Bang Arman membuka pintu depan yang berwarna putih itu. Ia membukanya lebar-lebar agar ia bisa memasukkan semua koper dan barang-barang kami.

Aku mengamati rumah yang memiliki perabotan minimalis. Semua tertata rapi dan bersih.

"Bagaimana? Kamu suka?" Bang Arman menanyakan pendapatku.

Aku mengangguk. "Rumahnya bersih dan rapi," komentarku seraya terus mengamati sekeliling rumah yang penuh dengan penerangan alami ini.

Bang Arman tersenyum puas.

"Alhamdulillah. Tidak sia-sia Abang meminta orang membersihkannya sebelum kita ke sini," ucapnya.

Aku menoleh padanya. "Abang mempersiapkan ini semua untukku?"

"Tentu saja. Kamu itu istri Abang. Tentulah Abang akan melakukan apapun untuk membuatmu betah dan nyaman," ucap bang Arman dengan nada yang biasa, tapi cukup membuatku tersipu malu. Aku merasa tersanjung dengan ucapannya.

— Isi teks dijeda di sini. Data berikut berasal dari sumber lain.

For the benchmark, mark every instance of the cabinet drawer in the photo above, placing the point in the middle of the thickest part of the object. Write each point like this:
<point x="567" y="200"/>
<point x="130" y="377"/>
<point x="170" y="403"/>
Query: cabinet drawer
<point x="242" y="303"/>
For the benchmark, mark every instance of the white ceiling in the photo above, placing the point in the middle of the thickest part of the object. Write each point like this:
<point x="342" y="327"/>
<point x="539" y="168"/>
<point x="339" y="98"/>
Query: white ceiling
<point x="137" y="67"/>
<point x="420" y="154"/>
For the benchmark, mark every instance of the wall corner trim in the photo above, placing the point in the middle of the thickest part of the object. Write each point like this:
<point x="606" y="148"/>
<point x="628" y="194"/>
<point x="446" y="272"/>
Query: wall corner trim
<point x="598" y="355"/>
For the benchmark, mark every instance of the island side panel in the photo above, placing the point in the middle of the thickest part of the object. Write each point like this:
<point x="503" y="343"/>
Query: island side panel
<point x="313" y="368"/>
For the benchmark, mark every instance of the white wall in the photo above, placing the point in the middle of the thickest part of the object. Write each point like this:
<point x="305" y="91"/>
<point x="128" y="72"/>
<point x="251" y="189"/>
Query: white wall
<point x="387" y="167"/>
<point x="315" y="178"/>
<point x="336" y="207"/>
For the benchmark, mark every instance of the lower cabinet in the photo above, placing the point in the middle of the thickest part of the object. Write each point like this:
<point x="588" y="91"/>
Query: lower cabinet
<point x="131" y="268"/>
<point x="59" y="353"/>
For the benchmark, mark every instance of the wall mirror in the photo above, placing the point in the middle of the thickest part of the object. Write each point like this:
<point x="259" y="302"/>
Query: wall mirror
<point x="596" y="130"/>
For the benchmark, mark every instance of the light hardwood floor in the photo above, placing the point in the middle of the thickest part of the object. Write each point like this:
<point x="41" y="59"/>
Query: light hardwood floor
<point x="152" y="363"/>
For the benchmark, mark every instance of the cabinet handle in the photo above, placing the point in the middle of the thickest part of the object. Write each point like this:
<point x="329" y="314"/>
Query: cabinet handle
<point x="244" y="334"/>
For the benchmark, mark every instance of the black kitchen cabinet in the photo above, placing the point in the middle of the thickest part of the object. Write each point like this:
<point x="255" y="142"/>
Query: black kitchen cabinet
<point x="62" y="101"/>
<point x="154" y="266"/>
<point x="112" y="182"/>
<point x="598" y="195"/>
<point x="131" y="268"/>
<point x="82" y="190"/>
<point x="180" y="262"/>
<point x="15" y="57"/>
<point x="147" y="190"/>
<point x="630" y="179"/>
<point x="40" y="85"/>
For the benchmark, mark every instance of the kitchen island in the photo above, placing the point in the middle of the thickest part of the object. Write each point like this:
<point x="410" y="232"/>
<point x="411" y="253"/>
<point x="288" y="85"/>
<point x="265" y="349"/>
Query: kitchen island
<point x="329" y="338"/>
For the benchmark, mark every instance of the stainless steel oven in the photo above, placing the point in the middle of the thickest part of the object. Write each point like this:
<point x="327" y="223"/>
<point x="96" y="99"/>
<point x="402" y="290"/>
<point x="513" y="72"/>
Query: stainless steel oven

"Terima kasih, bang!" ucapku lirih dengan wajah bersemu merah.

Bang Arman tersenyum. "Tidak perlu berterima kasih. Sudah seharusnya ini Abang lakukan," ucap bang Arman. "Tapi ...." Bang Arman tidak melanjutkan kalimatnya. Ia menatapku dengan tatapan yang aneh.

Jantungku berdebar. "Tapi apa, bang?" tanyaku gugup.

Bang Arman tersipu malu. Ia menjadi salah tingkah. "Ini....kita kan pengantin baru ya, dek! Jadi yaaa......itu....."

Wajahku spontan memerah karena paham arah pembicaraannya. Aku menunduk malu.

"Mmh, dek? Jika seandainya kamu siap dan tidak lagi lampu merah, boleh tidak kalau kita....." Bang Arman kembali tidak melanjutkan kalimatnya.

Wajahku sudah memanas karena malu dan jengah. Ini pertama kali bagiku. Dan aku tidak tahu bagaimana bersikap.

"Yun, jika suamimu meminta haknya. Berikanlah! Berdosa bagi seorang istri jika mengabaikan permintaan suaminya. Jika seandainya susah bagimu, bersikaplah pasrah. Biarkan suamimu yang mengambil kendalinya. Nanti kamu akan mengetahui jalannya," nasihat ibuku ketika kami berpisah di bandara.

Mengingat nasihat itu, aku pun mengangkat kepalaku, kemudian mengangguk kepada bang Arman tanda aku menyetujui permintaannya. Wajah bang Arman cerah seketika. Wajah cerah itu juga memerah karena malu-malu. Wajah malu-malu bang Arman terlihat seperti anak kecil bagiku. Aku berharap semoga bang Arman akan menjadi suami dunia dan akhirat bagiku.